17 İsa’nın sorunları ele alma tarzı Ferisilerinkinden çok daha farklıydı. İsa’nın çok ciddi olabilecek bir sorunu nasıl ele aldığı üzerinde düşünelim. Sorun 12 yıldan beri kan akıntısı olan bir kadınla ilgiliydi. Bu olayla ilgili kaydı Luka 8:42-48’de okuyabilirsiniz.
18 Markos’un kaydında kadının ‘korkup titrediği’ belirtiliyor. (Markos 5:33) Neden? Şüphesiz o, Tanrı’nın Kanununu çiğnediğini biliyordu. Levililer 15:25-28’e göre, normal olmayan bir kan akıntısı olan kadın, akıntısı devam ettiği sürece ve sonraki bir hafta boyunca “murdar” kabul ediliyordu.
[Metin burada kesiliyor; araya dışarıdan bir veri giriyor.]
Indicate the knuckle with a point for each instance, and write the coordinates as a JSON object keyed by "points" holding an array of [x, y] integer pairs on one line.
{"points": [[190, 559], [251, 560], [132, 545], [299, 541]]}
Dokunduğu her şey ve herkes kirli sayılıyordu. Kadının kalabalığın içinden geçip İsa’ya yaklaşabilmesi için, büyük bir mücadele vermesi gerekiyordu. Olaya 2.000 yıl sonra baktığımızda bile, yüreğimiz sıkıntı içindeki bu kadına karşı şefkat duygularıyla doluyor.
19 Eğer o gün orada olsaydınız, duruma bakış açınız nasıl olurdu? Ne söylerdiniz? İsa’nın kadına nazik, sevgi dolu ve anlayışlı bir şekilde davranmış olduğuna dikkat edin; o, kadının yol açmış olabileceği herhangi bir soruna imada bile bulunmadı.—Markos 5:34.
20. Eğer Levililer 15:25-28’deki talep bugün de geçerli olsaydı, hangi zor durumla karşı karşıya olurduk?
20 Bu olaydan bir şey öğrenebilir miyiz? Şimdi cemaatte bir ihtiyar olduğunuzu düşünelim. Ayrıca şunları da varsayalım: Levililer 15:25-28’deki talep bugün de geçerli ve ne yapacağını şaşırmış, çaresiz durumda olan İsa’nın takipçisi bir kadın bu kanunu çiğnedi. Ne yapardınız? Eleştirici tarzda öğüt vererek onu herkesin önünde alçaltır mıydınız? “Hayır bunu asla yapmazdım! İsa’nın örneğini izleyerek nazik, sevgi dolu, düşünceli ve anlayışlı olmak için her çabayı gösterirdim” mi diyorsunuz? Çok iyi! Ancak, zor olan bunu yapmaktır, yani İsa’nın örneğini uygulamaktır.
21. İsa Kanun hakkında insanlara ne öğretti?
21 Temel olarak, insanlar İsa’nın yanında kendilerini ferahlamış hissettiler; onlar ruhen güçlendiler ve cesaret kazandılar. Tanrı’nın Kanununun kesin sınırlar çizdiği alanlarda, söylenmek istenen açıktı. Tanrı’nın Kanununun genel bir anlam ifade ettiği durumlarda ise, daha çok, insanların vicdanı devreye girecek ve kararlarıyla Tanrı’ya olan sevgilerini gösterebileceklerdi. Kanun onların rahat nefes almalarını sağlıyor, onlara yaşamlarını rahat sürdürebilecekleri şekilde esneklik tanıyordu. (Markos 2:27, 28) Tanrı, hizmetçilerini seviyor ve hep onların iyiliği için uğraşıyordu, ayrıca sendelediklerinde onlara merhamet göstermeye de istekliydi. İsa da böyleydi.—Yuhanna 14:9.